本の帯は簡単に着せ替えられる点も重宝される理由の1つです。表紙やカバーを作り直すためには多くの手間とコストがかかってしまいます。本の帯であれば低コストで新しいものを作ることができて、既存のコピーとの着せ替えも比較的スムーズに行えるでしょう。本の帯によって、情報の更新が容易になります。

(カバーはJANコードが記載されているため、一般的には価格が変わらない限り、デザインを一新することはありません。一方の帯は、増刷の度にデザインを変えていくことが容易です。また、推薦者コメントなど、本の著者でない方の顔写真などを表紙やカバーに印刷することは一般的に避ける傾向にあり、これも帯の役割と言えます。)

ビジネス書の帯のサイズは?

ビジネス書の帯を作成するにはサイズに注意しなければいけません。

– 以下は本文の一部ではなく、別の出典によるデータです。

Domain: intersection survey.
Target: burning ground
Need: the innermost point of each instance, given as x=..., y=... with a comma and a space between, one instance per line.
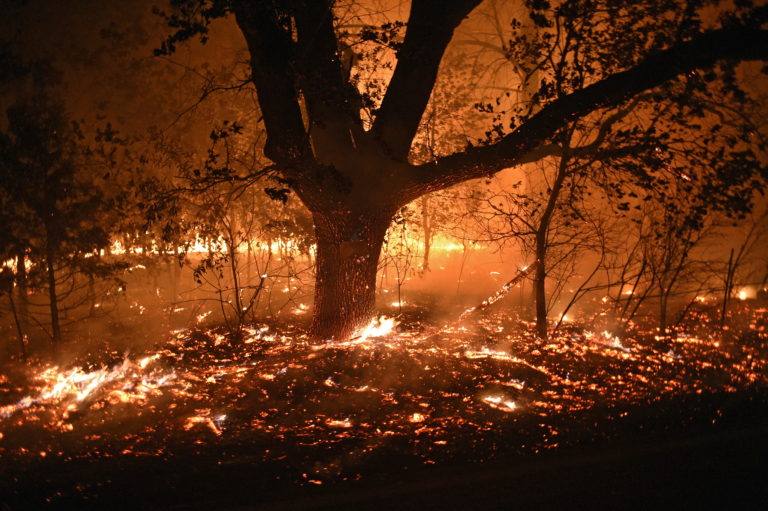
x=296, y=416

帯の横幅(長さ)は表紙と裏表紙、表紙のソデ、背の幅を合計したものになります。本文用紙と表紙用紙、ページ数がわかれば、帯のサイズを算出することが可能です。
カバーと同一のサイズで作成する場合もあれば、1mm程度余裕を持たせたサイズで作成する場合もあります。

帯の高さについては、明確なルールはありません。四六判のビジネス書の場合は、高さを45~60mmにする場合が多いでしょう。

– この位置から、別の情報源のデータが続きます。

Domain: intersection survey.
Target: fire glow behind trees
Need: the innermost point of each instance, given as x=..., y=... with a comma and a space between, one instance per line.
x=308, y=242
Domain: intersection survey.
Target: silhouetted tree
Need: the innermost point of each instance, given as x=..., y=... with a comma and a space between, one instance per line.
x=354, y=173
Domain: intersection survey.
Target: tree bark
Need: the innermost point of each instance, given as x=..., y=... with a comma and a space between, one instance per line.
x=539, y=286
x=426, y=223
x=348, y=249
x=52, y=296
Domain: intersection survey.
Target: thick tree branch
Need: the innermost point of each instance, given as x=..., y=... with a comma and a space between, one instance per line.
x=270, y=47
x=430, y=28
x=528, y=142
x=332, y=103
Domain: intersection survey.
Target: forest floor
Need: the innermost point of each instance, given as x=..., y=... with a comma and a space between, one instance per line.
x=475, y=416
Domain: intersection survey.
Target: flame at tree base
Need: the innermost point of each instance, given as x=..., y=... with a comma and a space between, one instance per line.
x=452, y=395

中には特大帯(全面帯)と呼ばれるものがあり、カバーのほとんどを覆う高さで作成されます。カバーの裏面JANコードが隠れない程度のサイズ、カバーと同一サイズ、または天地から2~5mm程度低くしたものがあり、初版から採用する場合と重版のタイミングで採用となる場合があります。

ビジネス書の売上増!帯には何を書く?

ビジネス書の売上を増やしたいならば、帯に何を書くのかが重要になります。

たとえば、帯に著名人の写真を掲載し、本に対するコメントを記載するケースは多いです。著名人から推薦文をもらい、写真を掲載することで、価値のある本であるとアピールします。ただし、影響力の強い人から推薦文をもらうためには人脈が必要であったり、お金がかかるケースもあります。

その他、帯にはキャッチコピーを記載するケースが多いです。キャッチコピーの内容によって、それを見る人に与える印象が大きく変わり、本の売れ行きを左右します。

帯のキャッチコピーを考える際、タイトルと補完しあう内容にする手法があります。たとえば、本のタイトルが抽象的なものであれば、帯には具体的内容をキャッチコピーにすると良いでしょう。タイトルとの組み合わせで帯のキャッチコピーを考えることで、帯の効果を高めることができます。

その他に、ビジネス書を増刷したときには、帯に部数を記載すると良いでしょう。実際に売れている本であるとアピールすることで、読んでみたいと思わせることができます。

(ここでの部数は刷り部数を採用することが多いです。)

ビジネス書の中身だけではなく、帯の内容にもこだわることで、売れる可能性を高められるでしょう。